What is the effect of mobile phone apps for lifestyle modification on different types of diabetes?
Diabetes—which includes type 1 diabetes and type 2 diabetes—results in negative health outcomes and a reduced quality of life. Lifestyle changes, such as diet and exercise, can better the health of those with diabetes. Many currently available services that aim to help patients modify their lifestyle are delivered face-to-face within medical settings and/or require some degree of monitoring by a health professional. Additionally, more tailored modification strategies, such as exercise coaching and diet consultations, are not always easily accessible. Mobile phone apps are plentiful, and popular globally. Past research on diabetes apps shows the potential for this technology to help increase patients’ diabetes knowledge, improve communication with doctors, and decrease diabetes incidence. While this is encouraging, more research is needed to better understand if these apps really make a difference in health outcomes for people with diabetes.
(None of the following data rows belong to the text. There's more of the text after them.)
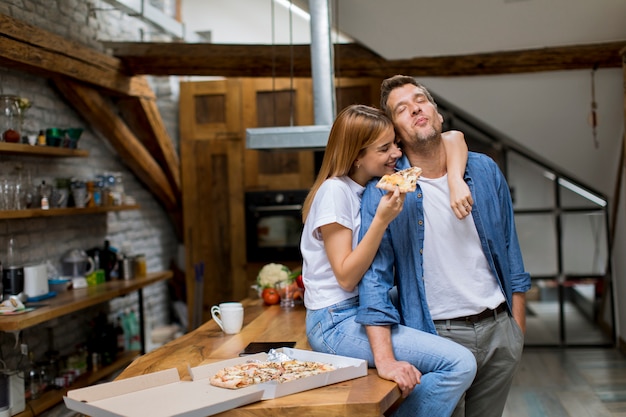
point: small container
(141, 269)
(59, 285)
(10, 119)
(128, 268)
(41, 138)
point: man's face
(416, 119)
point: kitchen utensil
(36, 280)
(76, 263)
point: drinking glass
(286, 290)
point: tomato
(270, 296)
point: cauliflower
(272, 273)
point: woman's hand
(461, 199)
(390, 206)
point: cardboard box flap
(124, 386)
(184, 398)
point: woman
(362, 146)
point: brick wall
(47, 239)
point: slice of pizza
(406, 180)
(250, 373)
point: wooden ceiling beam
(28, 48)
(101, 114)
(351, 60)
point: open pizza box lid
(162, 393)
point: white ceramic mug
(229, 316)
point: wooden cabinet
(277, 102)
(217, 169)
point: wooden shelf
(26, 149)
(77, 299)
(69, 211)
(52, 397)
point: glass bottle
(10, 119)
(45, 192)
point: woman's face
(379, 158)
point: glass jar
(10, 118)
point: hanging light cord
(273, 64)
(291, 92)
(593, 116)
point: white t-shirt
(457, 276)
(338, 200)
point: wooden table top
(366, 396)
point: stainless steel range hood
(307, 137)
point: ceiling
(546, 111)
(410, 28)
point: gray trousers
(497, 344)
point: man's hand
(402, 373)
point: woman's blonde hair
(355, 128)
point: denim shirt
(403, 241)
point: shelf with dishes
(27, 149)
(53, 396)
(66, 211)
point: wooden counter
(368, 396)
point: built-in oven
(274, 225)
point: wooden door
(271, 102)
(211, 149)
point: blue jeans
(448, 368)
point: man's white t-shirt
(338, 200)
(457, 276)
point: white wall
(246, 22)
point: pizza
(250, 373)
(405, 180)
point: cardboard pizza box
(162, 394)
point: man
(463, 279)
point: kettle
(76, 263)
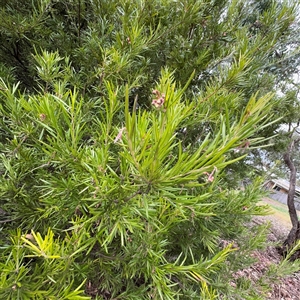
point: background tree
(120, 141)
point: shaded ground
(287, 288)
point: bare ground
(287, 288)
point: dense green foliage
(118, 141)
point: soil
(287, 288)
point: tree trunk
(294, 234)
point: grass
(279, 210)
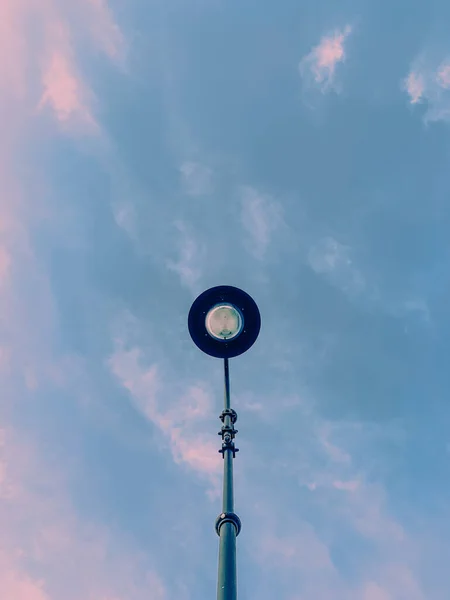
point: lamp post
(224, 322)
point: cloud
(180, 420)
(260, 218)
(64, 89)
(415, 86)
(321, 62)
(42, 36)
(333, 260)
(47, 551)
(190, 260)
(105, 31)
(197, 179)
(428, 83)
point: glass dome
(224, 322)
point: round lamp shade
(224, 321)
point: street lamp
(224, 322)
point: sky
(150, 150)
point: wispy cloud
(331, 259)
(63, 88)
(191, 257)
(179, 420)
(261, 216)
(415, 86)
(47, 550)
(321, 62)
(429, 83)
(196, 178)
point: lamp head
(224, 321)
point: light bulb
(224, 322)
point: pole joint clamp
(228, 518)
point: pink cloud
(443, 76)
(415, 86)
(323, 59)
(42, 534)
(348, 486)
(373, 591)
(179, 421)
(64, 91)
(105, 31)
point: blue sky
(151, 150)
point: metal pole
(228, 524)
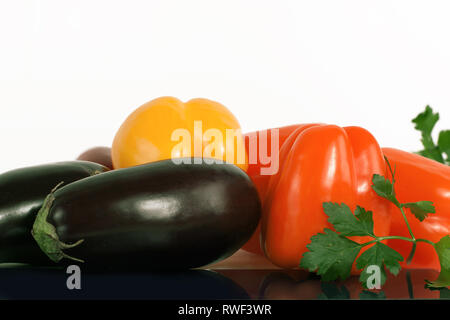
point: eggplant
(22, 193)
(159, 215)
(101, 155)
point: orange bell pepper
(317, 163)
(167, 128)
(419, 178)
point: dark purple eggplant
(101, 155)
(159, 215)
(22, 193)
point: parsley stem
(407, 223)
(411, 254)
(379, 239)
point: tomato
(167, 128)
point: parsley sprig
(425, 123)
(332, 253)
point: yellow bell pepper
(167, 128)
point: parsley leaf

This is a systematic review of 23 randomized controlled trials published between 2008 and 2018, including a total of 2526 participants. Eighteen studies were included in a meta-analysis.
Key features of the studies:
For type 2 diabetes, researchers found that mobile apps for lifestyle modification can reduce average blood sugar levels in the short-term (3-6 months) and long-term (9-12 months). For type 1 diabetes, these mobile apps may have no effect on average blood sugar levels in the short-term, but may lower it in the long-term. However, the long-term result was just based on one study and therefore needs to be interpreted with caution. For prediabetes, two studies showed that mobile apps had no effect on short-term control of average blood sugar levels, and there was no data on long-term effects. Overall, more long-term research on the topic, which stretches beyond 12 months, is important. Beyond type 2 diabetes, the evidence for the effects of mobile apps on type 1 diabetes and prediabetes is inconclusive, therefore more research is needed for these two specific diabetes subtypes.
While phone apps with a lifestyle modification component lowered average blood sugar levels in both the short and long term for type 2 diabetes, it is not clear that this same affect occurs for other diabetes subtypes. More research, particularly with respect to long-term outcomes is needed to draw more definitive conclusions.